“Your letter of the 1st instant relative to the Atlantic telegraph was duly received; it will afford me pleasure to confer with you on that subject at any time you may present yourself for that purpose.”

In a letter written by Mr. Seward on the 14th of January to Mr. Adams in London he said:

“In view of the recent disturbances of feeling in Great Britain growing out of the Trent affair, we have some apprehensions that our motives in opening a correspondence upon the subject of the telegraph just now might be misinterpreted....

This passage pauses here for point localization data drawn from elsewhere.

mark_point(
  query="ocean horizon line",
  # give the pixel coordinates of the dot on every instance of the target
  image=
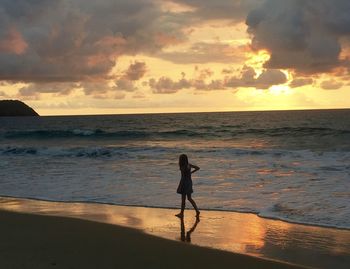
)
(197, 112)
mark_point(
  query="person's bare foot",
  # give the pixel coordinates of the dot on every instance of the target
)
(180, 215)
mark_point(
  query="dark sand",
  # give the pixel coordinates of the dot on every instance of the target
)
(33, 241)
(59, 238)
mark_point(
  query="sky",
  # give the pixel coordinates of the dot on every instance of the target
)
(70, 57)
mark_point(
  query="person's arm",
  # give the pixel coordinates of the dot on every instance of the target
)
(196, 168)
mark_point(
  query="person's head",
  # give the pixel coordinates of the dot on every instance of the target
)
(183, 161)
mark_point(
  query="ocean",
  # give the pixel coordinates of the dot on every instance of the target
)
(287, 165)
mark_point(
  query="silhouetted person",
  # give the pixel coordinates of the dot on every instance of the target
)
(185, 185)
(187, 237)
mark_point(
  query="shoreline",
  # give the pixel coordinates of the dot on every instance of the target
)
(36, 241)
(176, 208)
(243, 233)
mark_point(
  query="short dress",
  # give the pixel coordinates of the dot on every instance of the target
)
(185, 185)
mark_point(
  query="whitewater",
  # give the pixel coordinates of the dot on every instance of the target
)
(293, 166)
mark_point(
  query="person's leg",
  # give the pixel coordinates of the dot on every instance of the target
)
(189, 198)
(183, 203)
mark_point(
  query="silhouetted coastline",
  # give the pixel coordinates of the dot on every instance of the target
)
(12, 108)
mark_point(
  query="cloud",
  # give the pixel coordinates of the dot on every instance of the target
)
(35, 89)
(127, 79)
(331, 84)
(13, 42)
(205, 52)
(69, 41)
(165, 85)
(300, 82)
(304, 36)
(248, 79)
(234, 11)
(125, 85)
(136, 71)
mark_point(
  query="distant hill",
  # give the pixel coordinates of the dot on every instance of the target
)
(15, 108)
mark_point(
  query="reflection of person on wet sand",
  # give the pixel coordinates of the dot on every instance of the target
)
(187, 237)
(185, 185)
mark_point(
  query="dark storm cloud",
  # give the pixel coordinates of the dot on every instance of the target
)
(301, 35)
(235, 10)
(66, 40)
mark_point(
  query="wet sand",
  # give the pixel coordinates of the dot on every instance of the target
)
(42, 241)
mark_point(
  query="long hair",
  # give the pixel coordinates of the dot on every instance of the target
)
(183, 161)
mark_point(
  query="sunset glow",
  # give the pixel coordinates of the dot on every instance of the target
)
(138, 56)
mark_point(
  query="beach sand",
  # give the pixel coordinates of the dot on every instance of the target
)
(99, 236)
(32, 241)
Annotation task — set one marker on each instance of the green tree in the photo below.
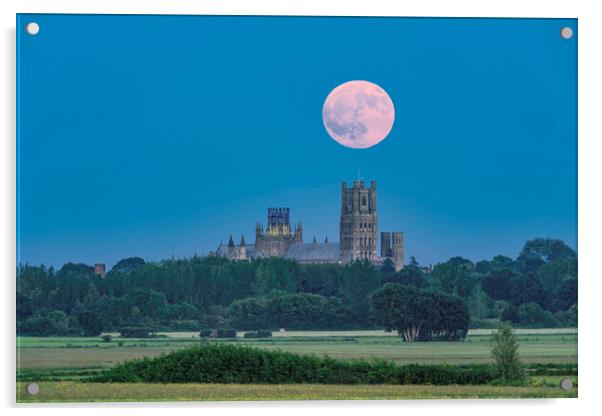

“If you think wisely of it you are authorized to call the attention of Earl Russell to the matter.... You may say to him that the President entertains the most favorable views of the great enterprise in question, and would be happy to co-operate with the British government in securing its successful execution and such arrangements as would guarantee to both nations reciprocal benefits from the use of the telegraphs, not only in times of peace, but even in times of war, if, contrary to our desire and expectation, and to the great detriment of both nations, war should ever arise between them.”

Mr. Field sailed for England in the steamer Arabia on January 29th, and on February 27th, at the request of Mr. Adams, sent a long letter to Earl Russell. To this letter Earl Russell replied, and appointed Tuesday, March 4th, at half-past three, as the time at which he would receive him at the Foreign Office.

On March 6th he again wrote to Earl Russell, entering into details, and at the end of his letter he referred to the two messages that were in 1858 sent for the English government, and said:

“I enclose for your information a certificate from the War Office that this business was properly and promptly executed. The experimental cable which effected for them this communication has cost the original shareholders £162,000, which sum has been unremunerative during six years. They ask no advantage in respect of that from either government, being quite content to risk the sacrifice of the whole amount if the means be now granted them for raising, by new subscriptions, the means of carrying out to a successful issue the great work intrusted to them.”

March 10th Earl Russell wrote that Her Majesty’s government “have come to the conclusion that it would be more prudent for the present to defer entering into any fresh agreement on so difficult a subject.”

It was at this time that Mr. George Saward published the article in The Electrician already referred to, and in it he said:

“Mr. Field has crossed the Atlantic twenty-five times on behalf of the great enterprise to which he has vowed himself. He has labored more than any other individual in this important cause, and he has never asked the Atlantic Telegraph Company for one shilling remuneration for his valuable services, which he was in no way bound to render them; nay more, whenever an offer of compensation was made to him he refused it.”